North of Jinan, about half-way from Qufu to Beijing, we also passed through “Solar Valley,” China’s state-sponsored center for the development of green technologies.   This effort, focused on the city of Dezhou, is built on a $740 Million investment by the government, and according to a recent Washington Post article (May 17, 2010), the “Solar Valley” project is attracting significant foreign investment.  The Solar Valley project is quite apparent from the expressway.  Besides the massive buildings we passed occasionally, the highway is lined with solar panels positioned atop tall light poles.  According to the Washington Post, the city streets in Dezhou are completely lit by solar power.  We also saw significant signs of the Chinese effort with large wind turbines. This took the form of a convoy of several dozen trucks, each transporting just one turbine blade. 

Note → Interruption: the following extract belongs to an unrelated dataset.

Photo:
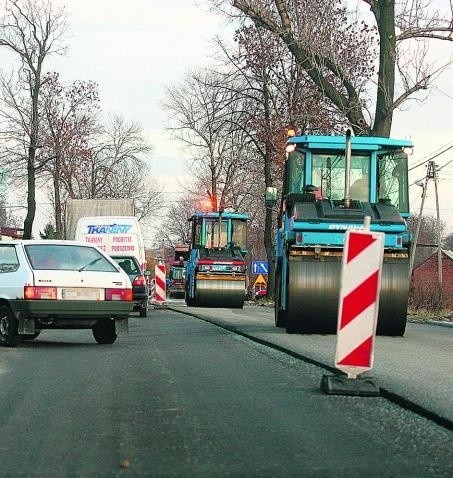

Pole-mounted solar panels lined both sides of the highway for many miles as we passed through Shandong’s “Solar Valley”
The convoy of trucks we passed carried several dozen of these massive turbine blades heading north.  Each blade required an extra-long flatbed carrier – and it still stretched beyond the end!

The car trip from Qufu to Beijing offered a continuously rolling panorama showcasing China’s traditional culture, its basic economic development infrastructure of new highways teeming with long-distance trucks, and the 21 st century high tech of areas such as Solar Valley.  What a wonderful cultural panorama!  The trip even allowed me to indulge my taste for creative and helpful signage.  As many who’ve been to China will recall, the Chinese are masters in the delightful art of calling your attention to those important everyday reminders encouraging civility and public manners.

Even roadside rest stops show the calming influences of traditional garden architecture.  Makes sense to me!

These over-loaded, long distance trucks are the heirs to China’ cultural traditional in trade and commerce.  In many ways, they seem the modern carriers of the Silk Road tradition of cultural diffusion carried with trade.

"Waste Discarding Prohibited”

"Don't Try Fatigue Driving”

Chinese truck drivers are masters at maximizing  their loads
"Spreading the load” at higher elevations is common!

For me, the six hours of this road trip to Beijing truly rushed past us.  The sights and impressions cascaded one after another.